Alors que les grandes économies poursuivent une stratégie " tous azimuts " pour remplacer les combustibles fossiles russes, les mesures à court terme risquent de créer une dépendance à long terme aux combustibles fossiles et de fermer la fenêtre à 1,5°, avertissait fin mars le Secrétaire général de l’ONU, António Guterres. "Les pays pourraient être tellement absorbés par le déficit immédiat d’approvisionnement en combustibles fossiles qu’ils négligeraient ou mettraient à genoux les politiques visant à réduire l’utilisation des combustibles fossiles".

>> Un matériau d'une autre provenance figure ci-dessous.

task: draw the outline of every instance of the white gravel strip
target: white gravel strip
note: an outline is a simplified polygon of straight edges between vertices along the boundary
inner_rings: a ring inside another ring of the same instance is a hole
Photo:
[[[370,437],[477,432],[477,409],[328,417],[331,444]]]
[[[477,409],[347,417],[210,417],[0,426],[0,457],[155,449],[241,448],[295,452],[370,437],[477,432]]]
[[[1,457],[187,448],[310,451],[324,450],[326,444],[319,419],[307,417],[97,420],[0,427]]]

Un constat partagé par Jean-Pascal van Ypersele, qui craint le recours au gaz liquéfié provenant des États-Unis pour pallier le gaz russe. "Si on essaye de rendre l’Europe indépendante de la Russie le plus vite possible, on va faire appel au gaz liquéfié des États-Unis. Or, c’est à nouveau investir dans des infrastructures fossiles. On se dirige à nouveau dans la mauvaise direction, tout comme pour la prolongation des centrales à charbon."
On a l’impression que c’est un réveil brutal pour les pays industrialisés qui se rendent compte de leur dépendance aux énergies fossiles.

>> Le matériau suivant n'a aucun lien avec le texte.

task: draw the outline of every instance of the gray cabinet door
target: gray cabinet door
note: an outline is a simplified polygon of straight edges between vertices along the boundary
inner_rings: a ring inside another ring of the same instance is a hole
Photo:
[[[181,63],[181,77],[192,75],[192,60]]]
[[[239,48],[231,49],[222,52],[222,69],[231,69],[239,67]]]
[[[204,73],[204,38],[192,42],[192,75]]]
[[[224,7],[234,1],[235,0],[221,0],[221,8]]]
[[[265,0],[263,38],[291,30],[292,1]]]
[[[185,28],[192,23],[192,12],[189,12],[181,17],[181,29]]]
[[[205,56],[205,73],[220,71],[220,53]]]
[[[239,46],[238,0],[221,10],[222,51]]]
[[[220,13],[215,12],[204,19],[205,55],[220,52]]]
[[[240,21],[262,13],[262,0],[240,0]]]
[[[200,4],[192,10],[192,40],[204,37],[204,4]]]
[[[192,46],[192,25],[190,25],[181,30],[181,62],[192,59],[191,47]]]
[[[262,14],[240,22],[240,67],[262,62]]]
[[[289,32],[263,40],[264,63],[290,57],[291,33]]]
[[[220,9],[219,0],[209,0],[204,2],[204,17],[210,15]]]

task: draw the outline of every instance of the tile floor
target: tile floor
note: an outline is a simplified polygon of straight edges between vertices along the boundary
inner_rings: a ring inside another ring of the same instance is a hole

François Gemenne, spécialiste de la gouvernance du climat et des migrations, distingue quant à lui l’impact à court terme et celui à plus long terme de ce conflit. "On a l’impression que c’est un réveil brutal pour les pays industrialisés qui se rendent compte de leur dépendance aux énergies fossiles et aux régimes autocratiques", explique-t-il. Selon lui, si la crainte est que ces pays se tournent dans un premier temps vers d’autres ressources aussi voire plus polluantes, il y a aussi la possibilité que cette prise de conscience mène à une indépendance énergétique bénéfique.
C’est d’ailleurs l’hypothèse défendue par les économistes Maksym Chepeliev, Thomas Hertel et Dominique van der Mensbrugghe, qui viennent de publier une recherche intitulée "Réduire les exportations de combustibles fossiles de la Russie : une souffrance à court terme pour un gain à long terme" (Cutting Russia’s fossil fuel exports : Short-term pain for long-term gain). Selon eux, il serait possible de s’affranchir du pétrole et du gaz russes avec des effets bénéfiques sur le climat. Ils concluent notamment que des restrictions sur les exportations russes auraient un coût modeste pour l’économie de l’Union européenne, mais "se traduiraient par d’importants avantages environnementaux connexes grâce à la réduction des émissions de CO2 et des polluants atmosphériques".